« Saint Jérôme dans son étude » I

Des confins au confinement

Ce tableau représentant Saint Jérôme et attribué au peintre anversois Hendrick II van Steenwijk (1580-1649) met en scène un vieil homme attablé dans le fond d’une salle, dont le chapeau cardinalice est accroché au dossier de la boiserie (fig.1).

Cet homme à la barbe blanche, absorbé dans l’étude et l’écriture, s’est placé sous une grande fenêtre – constituée de pièces de verre en cul-de-bouteille – laissant filtrer la clarté du jour et modulant la lumière de la pièce de teintes pâles et colorées.

Fig. 1. Hendrick II van Steenwijk (1580-1649),  Jérôme dans son étude, 1634
Huile sur toile, 32,5 x 50 cm, état avant traitement ©MAH, inv. 1942-24

Ce vieillard est entouré d’objets qui font allusion d’une part à sa dignité intellectuelle, comme les livres et les boîtes de documents disposés sur les étagères, et d’autre part à la vanité de l’existence humaine, comme le miroir convexe noir où se réfléchit sa silhouette, les sabliers, l’horloge ou le triptyque représentant un  Jugement dernier placé au mur, face à la fenêtre. Sur la paroi du fond, une porte gothique mène à une chapelle ornée d’un retable.

Aux pieds de l’homme, un lion domestiqué est allongé au centre de l’espace. Il veille sur son maître, tout en nous invitant du regard à suivre cet exemple vertueux.

La composition repose sur une invention eyckienne, relayée au début du XVIsiècle par Albrecht Dürer (1471-1528) qui insuffle au thème de l’intellectuel au travail une dimension métaphysique, en insistant sur la brièveté de l’existence, contre laquelle la production humaine doit lutter pour lui survivre.

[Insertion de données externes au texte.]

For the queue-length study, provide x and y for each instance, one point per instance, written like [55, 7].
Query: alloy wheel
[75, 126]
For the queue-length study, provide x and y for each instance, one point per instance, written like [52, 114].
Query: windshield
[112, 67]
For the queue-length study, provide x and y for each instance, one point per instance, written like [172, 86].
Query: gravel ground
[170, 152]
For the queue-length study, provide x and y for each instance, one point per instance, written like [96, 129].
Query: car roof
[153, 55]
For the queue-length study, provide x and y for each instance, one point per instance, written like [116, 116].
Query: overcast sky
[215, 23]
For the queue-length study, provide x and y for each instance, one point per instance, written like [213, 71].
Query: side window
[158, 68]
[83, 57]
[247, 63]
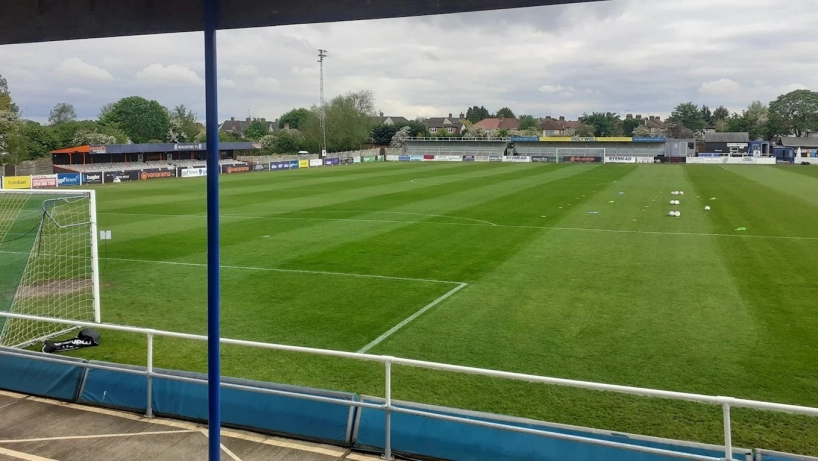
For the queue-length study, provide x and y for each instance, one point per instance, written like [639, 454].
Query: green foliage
[382, 134]
[605, 123]
[256, 130]
[295, 118]
[474, 114]
[184, 126]
[688, 115]
[62, 113]
[40, 140]
[794, 113]
[527, 122]
[630, 124]
[721, 113]
[349, 119]
[505, 112]
[585, 131]
[65, 133]
[140, 119]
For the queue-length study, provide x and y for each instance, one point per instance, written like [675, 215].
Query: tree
[474, 114]
[104, 110]
[689, 116]
[382, 134]
[605, 124]
[349, 121]
[794, 113]
[40, 140]
[528, 122]
[6, 103]
[505, 112]
[585, 131]
[641, 131]
[61, 113]
[256, 130]
[65, 133]
[707, 115]
[294, 118]
[721, 113]
[400, 137]
[183, 124]
[140, 119]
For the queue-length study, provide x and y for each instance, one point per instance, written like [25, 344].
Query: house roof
[808, 142]
[727, 137]
[240, 125]
[498, 124]
[395, 119]
[43, 21]
[442, 122]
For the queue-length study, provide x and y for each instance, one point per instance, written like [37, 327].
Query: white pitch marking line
[410, 318]
[225, 449]
[295, 271]
[98, 436]
[24, 456]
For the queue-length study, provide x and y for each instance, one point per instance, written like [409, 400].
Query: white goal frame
[580, 151]
[92, 212]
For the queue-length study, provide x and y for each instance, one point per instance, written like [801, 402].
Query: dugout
[588, 150]
[140, 155]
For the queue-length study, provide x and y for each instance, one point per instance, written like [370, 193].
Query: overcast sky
[626, 56]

Elle dérive en particulier d’une gravure de 1514 (fig.2), dont elle propose une lecture adaptée au goût du début du XVIIsiècle, attestant également de la persistance du succès commercial connu par le grand maître allemand.

Fig. 2. Albrecht Dürer (1471-1528), Saint Jérôme dans sa cellule, 1514
Gravure au burin, 247 × 188 mm © Photo: DR

Les attributs et la mise en scène permettent aisément de reconnaître l’un des quatre Pères de l’église latine: Jérôme de Stridon (vers 347-420) – moine devenu ermite dans le désert syrien de Chalcis (375-378) – nommé secrétaire du pape Damase 1er en 383, qui lui confiera la traduction d’une Bible en latin.

Des confins du désert, Jérôme choisit le confinement d’un monastère double, qu’il fonde en 386 à Bethléem, regroupant moines et moniales sous une même autorité. Durant les trente-quatre dernières années de sa vie, Jérôme va se consacrer à son grand œuvre: la composition de cette Bible latine à partir des textes hébreux et grecs de l’Ancien et du Nouveau Testament.

Cet ouvrage, connue sous le nom de Vulgate – essentiellement diffusé en Occident –deviendra le premier livre imprimé en 1455 par Johannes Gutenberg (vers 1400-1468).